ハニードハニー
「神谷有里。アーティスト名はYUURI。9歳の時に渡米し、12歳にして映画初主演。女優業をこなす傍らモデルとしても活躍。現在はアメリカから日本に拠点を移し活動予定」

「……そんなこと聞いてなあああいっ!」


 レコーディングが半分ほど終わり休憩中、叫んだのは紛れもない私、宮下雛、またの名をHINA。

 持っていた楽譜を机に叩きつけ、目の前にいる人物に指を突きつける。


「どうしてそういう大事なことを教えてくれなかったんですか!?」

「ごめんね。すぐ雛に言おうと思ってたんだけど忘れちゃった」

「笑ってごまかさないで下さいマネージャー!」


 ごめんね、と謝って笑うのは私のマネージャー、柏木悠一。

 柏木さんは私がこの事務所に入った時から専属マネージャーとして私を支えてくれる人。

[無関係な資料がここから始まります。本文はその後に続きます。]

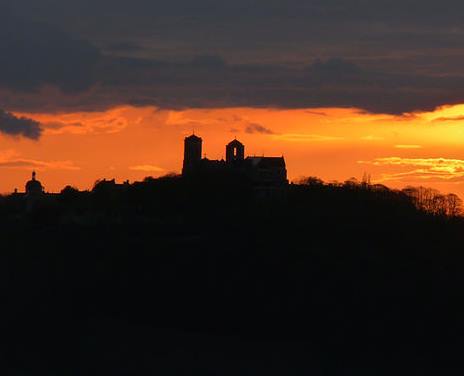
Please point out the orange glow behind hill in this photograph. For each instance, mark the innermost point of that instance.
(333, 144)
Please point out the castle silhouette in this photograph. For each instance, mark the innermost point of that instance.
(265, 173)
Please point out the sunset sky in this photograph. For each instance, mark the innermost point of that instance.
(109, 89)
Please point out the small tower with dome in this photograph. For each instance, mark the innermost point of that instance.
(33, 187)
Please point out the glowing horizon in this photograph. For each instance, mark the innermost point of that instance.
(331, 143)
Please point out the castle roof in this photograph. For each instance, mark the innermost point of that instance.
(193, 137)
(267, 162)
(34, 186)
(235, 143)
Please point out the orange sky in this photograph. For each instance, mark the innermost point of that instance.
(333, 144)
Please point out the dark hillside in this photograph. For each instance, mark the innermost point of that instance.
(177, 276)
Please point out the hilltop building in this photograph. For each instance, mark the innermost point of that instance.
(33, 187)
(265, 173)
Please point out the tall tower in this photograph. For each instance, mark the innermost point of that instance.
(192, 154)
(235, 151)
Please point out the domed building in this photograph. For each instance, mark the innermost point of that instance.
(34, 187)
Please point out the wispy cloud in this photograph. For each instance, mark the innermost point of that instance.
(438, 169)
(372, 138)
(257, 128)
(13, 125)
(304, 137)
(12, 159)
(403, 146)
(147, 168)
(449, 118)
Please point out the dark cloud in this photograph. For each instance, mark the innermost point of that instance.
(394, 56)
(34, 54)
(257, 128)
(124, 47)
(19, 126)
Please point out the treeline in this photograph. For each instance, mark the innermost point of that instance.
(425, 199)
(337, 278)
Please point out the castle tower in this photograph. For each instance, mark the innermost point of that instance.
(33, 186)
(192, 153)
(235, 151)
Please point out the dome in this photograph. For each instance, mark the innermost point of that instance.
(34, 186)
(193, 137)
(235, 143)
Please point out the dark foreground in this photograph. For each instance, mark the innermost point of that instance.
(173, 277)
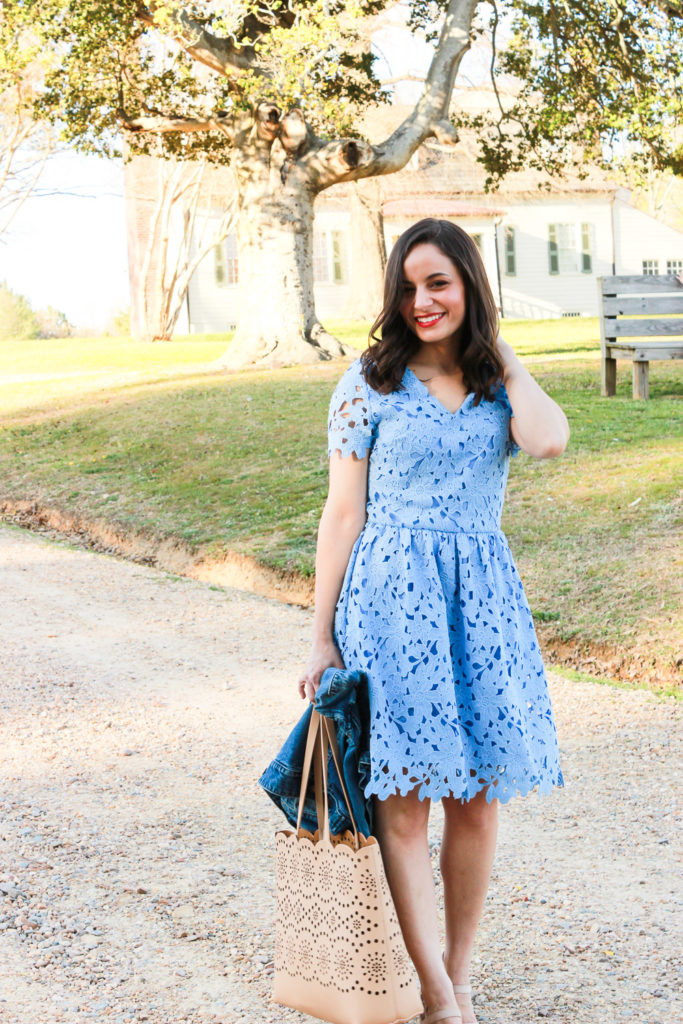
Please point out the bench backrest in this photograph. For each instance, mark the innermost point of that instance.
(654, 303)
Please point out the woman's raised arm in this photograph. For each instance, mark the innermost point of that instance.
(539, 425)
(342, 520)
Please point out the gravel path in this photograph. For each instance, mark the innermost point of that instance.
(137, 711)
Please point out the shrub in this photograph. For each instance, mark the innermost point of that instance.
(17, 321)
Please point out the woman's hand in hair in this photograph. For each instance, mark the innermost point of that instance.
(538, 424)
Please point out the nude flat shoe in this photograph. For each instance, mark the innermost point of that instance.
(463, 990)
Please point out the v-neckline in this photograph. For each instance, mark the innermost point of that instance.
(436, 400)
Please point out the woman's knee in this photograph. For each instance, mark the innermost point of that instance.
(402, 817)
(475, 814)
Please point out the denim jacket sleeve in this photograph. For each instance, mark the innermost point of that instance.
(342, 696)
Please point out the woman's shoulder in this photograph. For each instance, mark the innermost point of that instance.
(353, 377)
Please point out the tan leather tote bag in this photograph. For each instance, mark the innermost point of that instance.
(339, 950)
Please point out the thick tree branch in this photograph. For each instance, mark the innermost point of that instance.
(348, 160)
(223, 55)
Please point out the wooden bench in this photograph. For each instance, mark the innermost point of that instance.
(655, 337)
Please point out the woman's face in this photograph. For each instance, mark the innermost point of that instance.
(434, 302)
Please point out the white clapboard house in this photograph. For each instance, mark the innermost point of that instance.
(544, 244)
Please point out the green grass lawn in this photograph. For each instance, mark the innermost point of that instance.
(151, 437)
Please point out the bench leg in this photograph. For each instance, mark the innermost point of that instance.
(608, 377)
(641, 380)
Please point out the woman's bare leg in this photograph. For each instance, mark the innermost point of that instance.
(468, 847)
(401, 829)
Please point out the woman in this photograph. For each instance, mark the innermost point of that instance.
(415, 585)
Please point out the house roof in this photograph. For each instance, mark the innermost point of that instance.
(437, 207)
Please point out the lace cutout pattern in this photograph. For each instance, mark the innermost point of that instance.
(344, 940)
(432, 607)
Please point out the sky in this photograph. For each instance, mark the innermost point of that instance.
(67, 247)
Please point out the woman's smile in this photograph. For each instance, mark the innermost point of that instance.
(434, 301)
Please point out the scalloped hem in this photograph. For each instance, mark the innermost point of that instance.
(498, 787)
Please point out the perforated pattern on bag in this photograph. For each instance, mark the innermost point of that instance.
(336, 924)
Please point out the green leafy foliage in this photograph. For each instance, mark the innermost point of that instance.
(121, 61)
(590, 81)
(579, 82)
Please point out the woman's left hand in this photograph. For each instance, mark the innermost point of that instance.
(538, 425)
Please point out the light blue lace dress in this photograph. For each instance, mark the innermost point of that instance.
(432, 607)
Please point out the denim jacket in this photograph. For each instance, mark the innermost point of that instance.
(343, 697)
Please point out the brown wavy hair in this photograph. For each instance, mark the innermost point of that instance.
(385, 359)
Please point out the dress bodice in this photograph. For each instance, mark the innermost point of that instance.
(429, 468)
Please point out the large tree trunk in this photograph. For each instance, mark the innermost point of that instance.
(369, 256)
(281, 166)
(276, 322)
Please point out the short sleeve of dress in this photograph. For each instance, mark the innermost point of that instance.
(350, 420)
(502, 398)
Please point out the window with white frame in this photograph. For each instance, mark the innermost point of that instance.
(330, 258)
(225, 268)
(231, 263)
(587, 248)
(219, 265)
(510, 252)
(570, 248)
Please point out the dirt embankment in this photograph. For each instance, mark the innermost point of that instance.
(640, 663)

 優しくて細かいことにも気付くし、とてもお世話になっている。

 ただ物忘れが激しいと言うか、どこか抜けてる所があるのが難点。


「それでエリカさんに何か言われたんじゃないんですか?」

「雛は痛いところを突いてくるね」


 笑っている。

 柏木さんはもう少し緊張感を持った方がいいと思う。